The new genetic knowledge of Mesothelioma. Mesothelioma is a rare but deadly form of cancer. A five-year survival rate for patients diagnosed with the disease is between five and ten percent. Although aggressive surgery may help some patients with early-stage mesothelioma, current treatment for patients with advanced mesothelioma is ineffective.
Doctors researchers from the International Mesothelioma Program at Brigham and Women's Hospital (BWH) have been treating patients with mesothelioma for the past 25 years and in parallel studying disease in the laboratory to better understand biology and develop treatment strategies to target their vulnerability.
In a comprehensive genome analysis using more than 200 tumors, researchers from Brigham and Women's Hospital and scientists from Genentech have discovered previously unknown genetic changes, including some that may be clinically applicable, as well as others that may improve diagnostics, screening and predictions about outcomes for patients. The team's results are published this week in Nature Genetics and are a new genetic knowledge for Mesothelioma.
"By studying so many samples, we can already describe the spectrum of mutations for this rare disease.These small numbers of mutations have been found previously in other cancers and drugs have been developed to target these mutations", says lead author Raphael Bueno, MD, Division head Surgical Toraks at BWH and co-director of BWH Lung Center. "No one knows before now that this mutation might also be found in mesothelioma tumors," said the new work shows that patients with these mutations can benefit from certain existing drugs.
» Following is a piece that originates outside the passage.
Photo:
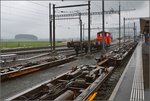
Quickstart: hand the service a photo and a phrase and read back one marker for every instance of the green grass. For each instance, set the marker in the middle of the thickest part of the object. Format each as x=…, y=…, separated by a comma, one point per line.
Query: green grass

In collaboration with his colleagues at Genentech, researchers analyzed 216 mesothelioma of malignant chest cavity (MPM) samples, comparing DNA and RNA from normal tissue to cancerous tissue. They found more than 2,500 changes and identified 10 genes significantly mutated.
They also capture information about the presence of immune cells at the site of the tumor. Some of the genetic changes they found suggest that targeted therapies, such as BCR-ABL-1 inhibitors, could be matched with patient tumors. Other changes and the presence of certain immune targets may serve as better markers to help pathologists accurately diagnose mesothelioma and predict patients will have poor or better results.
The study also analyzed tumors for PD-L1 expression, target cancer immunotherapy and found that sarcomatoid histology, a subtype of mesothelioma may be a good candidate for anti-PD-L1 therapy.
Every year more than 3,200 people are diagnosed with mesothelioma and the same number of people die from this disease every year about 80 percent of cases of mesothelioma are linked to asbestos exposure that continues to be mined and used in many countries including China, India, Brazil, Russia and others -other.
International Mesothelioma Program, one of the largest mesothelioma treatments and research programs in the world provides consultation and care for hundreds of newly diagnosed patients each year. Based on their findings, Bueno and colleagues see their patient genotypes in the clinic a process of finding genetic differences in the right locations in the genome as the next important step.
"If you have cancer that has a death rate of 80 to 90 percent within five years of diagnosis and you find evidence that a small percentage of people may have actionable mutations which means that you can reduce mortality," says Bueno. "Even for mutations occurring 1-2 percent of the time, it could mean the difference between life and death for patients." We plan to continue this important study through sponsored test investigators evaluating the potential use of cancer immunotherapy for treatment of mesothelioma.